Back in December, in the awful year of our Lord 2020, I happened to flip on a news program just as author Salman Rushdie pronounced, “Lies are a way of obscuring the truth. Fiction is a way of revealing the truth.”
Having taken numerous classes and read many books on fiction writing in recent years, this concept was not novel to me. (Sorry…) Nor is it original to Rushdie, of course. Writers Albert Camus and Jessamyn West, for example, famously used nearly the same words to relay the same idea.
But I hurriedly scribbled the words on a pad of paper that I’ve learned to keep in front of the TV—my oracle for inerrant wisdom—and they’ve rolled around in my consciousness ever since.
This week our nation will be subjected to yet another impeachment trial of Former President Donald J. Trump (or “the 45th President Donald J. Trump,” as he evidently prefers to be addressed). He is in this predicament once again because of his lies. He lied about the fairness of the election before the election, and he lied about the results of the election afterwards. He also pressed other people, such as Georgia election officials, to lie for him. Many, many people believed his lies, and, ultimately, his lies led to the insurrection at the Capitol on January 6. People died, and other people’s lives were threatened.
Trump obviously felt it was to his advantage to “obscure the truth.” If he is not convicted, if he never faces any further accountability for his lies or the damage they caused, what deterrents will there be for other elected officials not to lie to further their agenda? Or to cry “Fraud!” every time they lose an election?
In fact, our country seems to be so awash in lies that I’m not sure how we ever find our way back to the truth. Perhaps that’s why Rushdie’s comments have stayed with me.
Some of the most powerful—or memorable—fiction tells the stories of ordinary people who find themselves in horrific situations: war, poverty, imprisonment, abuse, persecution, pandemics, social or political upheaval. It’s by temporarily inhabiting these fictional characters, seeing their world through their eyes and ears and emotions, that we can begin to understand their truth. It’s not until we actually feel ourselves in that battle or in that degrading circumstance, or we feel that hunger or those taunts or that pain, that we begin to fully grasp their reality.
It may seem odd at first to think that a made-up story taking place in a made-up world is where we may logically find the most truth. But perhaps that imaginary incarnation permits greater honesty. Or perhaps it helps remove our own prejudices so we can see things more clearly.

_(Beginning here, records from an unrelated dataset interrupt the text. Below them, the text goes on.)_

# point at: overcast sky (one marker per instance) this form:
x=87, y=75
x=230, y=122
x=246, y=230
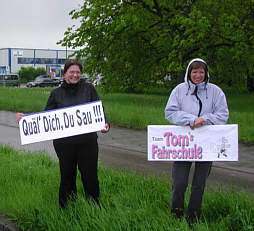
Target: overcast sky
x=35, y=23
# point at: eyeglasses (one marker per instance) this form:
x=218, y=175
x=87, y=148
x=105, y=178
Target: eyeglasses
x=74, y=72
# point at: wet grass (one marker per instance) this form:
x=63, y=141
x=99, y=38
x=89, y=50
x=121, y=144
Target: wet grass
x=29, y=194
x=131, y=110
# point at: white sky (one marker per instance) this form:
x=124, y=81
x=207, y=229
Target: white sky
x=35, y=23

Which leads me to ask: Will we have to wait until some great works of imagination are written about these dark days—these days spent watching our democracy teeter on the brink—before we are able to fully untangle all the lies? Or can a nation of disparate peoples with disparate experiences and viewpoints finally, through sheer will, recognize a common truth so we can heal this country?
This week the impeachment managers will carefully present all of the facts they have collected, drawing the clearest picture they can to support their contention that the former president incited the insurrection. But can they “reveal the truth” in a way that the majority of our citizens, let alone two-thirds of the Senate, will accept it?
We’ve already seen most of the evidence. Many of us watched it play out in real time. But, still, we don’t agree on the appropriate response. The truth remains elusive. Fiction may be our last hope.